Palavras-chave: pesquisa de tipo etnográfico, observação participante, movimento estudantil, coletivos juvenis.


ABSTRACT

Based on research with student groups from a university in the interior of Minas Gerais, Brasil, it is reported on the use of participant observation as an investigation tool. The article reflects on this instrument, which characterized the research as ethnographic style, highlighting the capacity for participant observation to create a relevant dialogical relationship between the research subjects. The observation of events of the UNE (National Student Union), in 2016 and 2017, are reported. In ENUNE, an important dialogic relationship was established between the adult researcher and young people researched. In CONUNE, in addition to research with young people, participant observation combined the views of the adult researcher and the young researcher, which also allowed the comparison of different forms of interaction with the subjects researched in the field. The article is concluded with the defense of the importance that research teams have space for the active participation of young people, not only as "task makers", but also in making decisions about methodology, in empirical research and analysis, enhancing the quality of the research and the impact of its results.

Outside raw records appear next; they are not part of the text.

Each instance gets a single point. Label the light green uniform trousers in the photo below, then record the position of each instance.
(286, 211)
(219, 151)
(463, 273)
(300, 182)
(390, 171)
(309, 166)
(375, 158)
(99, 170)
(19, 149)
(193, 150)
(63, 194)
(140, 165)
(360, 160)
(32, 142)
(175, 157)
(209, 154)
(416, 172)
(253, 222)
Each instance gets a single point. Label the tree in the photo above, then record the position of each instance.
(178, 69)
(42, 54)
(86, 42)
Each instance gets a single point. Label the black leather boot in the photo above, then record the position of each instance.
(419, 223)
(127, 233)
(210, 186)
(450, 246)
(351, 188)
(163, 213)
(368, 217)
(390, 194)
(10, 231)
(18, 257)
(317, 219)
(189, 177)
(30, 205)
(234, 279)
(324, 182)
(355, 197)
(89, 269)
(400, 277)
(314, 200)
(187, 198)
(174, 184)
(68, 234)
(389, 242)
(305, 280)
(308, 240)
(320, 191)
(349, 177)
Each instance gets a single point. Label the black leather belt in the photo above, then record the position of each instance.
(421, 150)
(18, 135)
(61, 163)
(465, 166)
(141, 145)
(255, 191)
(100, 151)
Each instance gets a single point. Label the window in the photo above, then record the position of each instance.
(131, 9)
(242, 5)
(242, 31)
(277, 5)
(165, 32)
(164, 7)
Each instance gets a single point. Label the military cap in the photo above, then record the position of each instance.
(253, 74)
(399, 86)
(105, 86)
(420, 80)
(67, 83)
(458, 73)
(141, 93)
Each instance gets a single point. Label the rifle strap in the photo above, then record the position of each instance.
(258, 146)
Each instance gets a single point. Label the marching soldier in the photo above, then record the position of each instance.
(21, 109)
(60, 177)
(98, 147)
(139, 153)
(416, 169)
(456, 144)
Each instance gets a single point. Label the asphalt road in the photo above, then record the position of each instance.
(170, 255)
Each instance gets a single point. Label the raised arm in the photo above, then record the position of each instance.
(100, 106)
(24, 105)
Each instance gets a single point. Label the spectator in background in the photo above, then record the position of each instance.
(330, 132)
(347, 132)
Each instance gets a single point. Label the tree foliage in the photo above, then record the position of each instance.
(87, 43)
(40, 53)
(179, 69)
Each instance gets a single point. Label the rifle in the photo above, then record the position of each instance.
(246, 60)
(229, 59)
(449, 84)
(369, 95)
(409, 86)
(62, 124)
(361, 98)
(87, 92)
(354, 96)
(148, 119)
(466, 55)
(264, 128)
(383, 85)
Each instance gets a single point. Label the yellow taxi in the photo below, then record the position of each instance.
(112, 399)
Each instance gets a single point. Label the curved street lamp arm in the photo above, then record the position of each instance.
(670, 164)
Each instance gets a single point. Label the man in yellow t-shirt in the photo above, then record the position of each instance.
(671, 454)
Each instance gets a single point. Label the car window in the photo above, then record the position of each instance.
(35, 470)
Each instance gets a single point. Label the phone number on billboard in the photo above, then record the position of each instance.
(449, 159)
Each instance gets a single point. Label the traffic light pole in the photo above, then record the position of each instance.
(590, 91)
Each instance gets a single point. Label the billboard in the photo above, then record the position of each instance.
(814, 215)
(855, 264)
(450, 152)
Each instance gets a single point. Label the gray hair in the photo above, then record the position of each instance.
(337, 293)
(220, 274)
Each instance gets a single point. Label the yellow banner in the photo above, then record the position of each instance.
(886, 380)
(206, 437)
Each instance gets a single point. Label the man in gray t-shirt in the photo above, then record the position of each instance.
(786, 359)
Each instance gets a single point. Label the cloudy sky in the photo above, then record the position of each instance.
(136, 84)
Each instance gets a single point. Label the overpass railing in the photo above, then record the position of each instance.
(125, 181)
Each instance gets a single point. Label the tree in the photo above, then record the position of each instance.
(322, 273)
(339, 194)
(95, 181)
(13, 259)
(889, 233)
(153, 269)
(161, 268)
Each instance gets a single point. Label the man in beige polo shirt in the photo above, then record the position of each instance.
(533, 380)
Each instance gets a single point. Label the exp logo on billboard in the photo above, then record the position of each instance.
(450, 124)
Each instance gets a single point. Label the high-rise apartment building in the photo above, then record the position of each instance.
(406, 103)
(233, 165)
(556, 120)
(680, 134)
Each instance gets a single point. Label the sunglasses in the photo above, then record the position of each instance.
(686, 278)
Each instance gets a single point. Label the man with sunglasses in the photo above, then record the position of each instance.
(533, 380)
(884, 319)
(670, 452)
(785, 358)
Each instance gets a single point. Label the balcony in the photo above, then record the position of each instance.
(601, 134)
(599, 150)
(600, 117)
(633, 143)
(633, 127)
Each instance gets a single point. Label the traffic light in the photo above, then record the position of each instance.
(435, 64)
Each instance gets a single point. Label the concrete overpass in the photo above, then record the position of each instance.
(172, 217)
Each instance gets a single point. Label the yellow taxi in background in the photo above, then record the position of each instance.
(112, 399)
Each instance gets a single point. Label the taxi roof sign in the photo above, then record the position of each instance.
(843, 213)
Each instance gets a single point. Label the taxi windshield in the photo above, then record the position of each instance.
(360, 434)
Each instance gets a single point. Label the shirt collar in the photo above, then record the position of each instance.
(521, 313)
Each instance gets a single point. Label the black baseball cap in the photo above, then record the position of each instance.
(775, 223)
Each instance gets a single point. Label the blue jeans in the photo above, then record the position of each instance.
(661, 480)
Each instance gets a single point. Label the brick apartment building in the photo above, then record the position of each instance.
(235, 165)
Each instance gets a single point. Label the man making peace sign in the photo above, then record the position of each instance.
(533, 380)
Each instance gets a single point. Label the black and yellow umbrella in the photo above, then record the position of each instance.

Keywords: ethnographic style research, participant observation, student movement, youth groups.


 

 

Introdução

A pesquisa A dimensão educativa das organizações juvenis: estudo dos processos educativos não formais e da formação política no interior de organizações juvenis de uma universidade pública do interior de Minas Gerais1, realizada pelo Grupo de Estudos sobre a Juventude da Universidade Federal de Alfenas (UNIFAL-MG)2, Brasil, base para as considerações deste artigo, teve como objetivo conhecer as práticas de formação política vividas pelos coletivos juvenis em uma universidade mineira. Tratou de seis coletivos formados por estudantes da universidade: três de caráter político; um cursinho popular; um coletivo cultural e um grupo evangélico. Entre as técnicas de pesquisa, destacaram-se a coleta de dados, a observação participante e as entrevistas semiestruturadas.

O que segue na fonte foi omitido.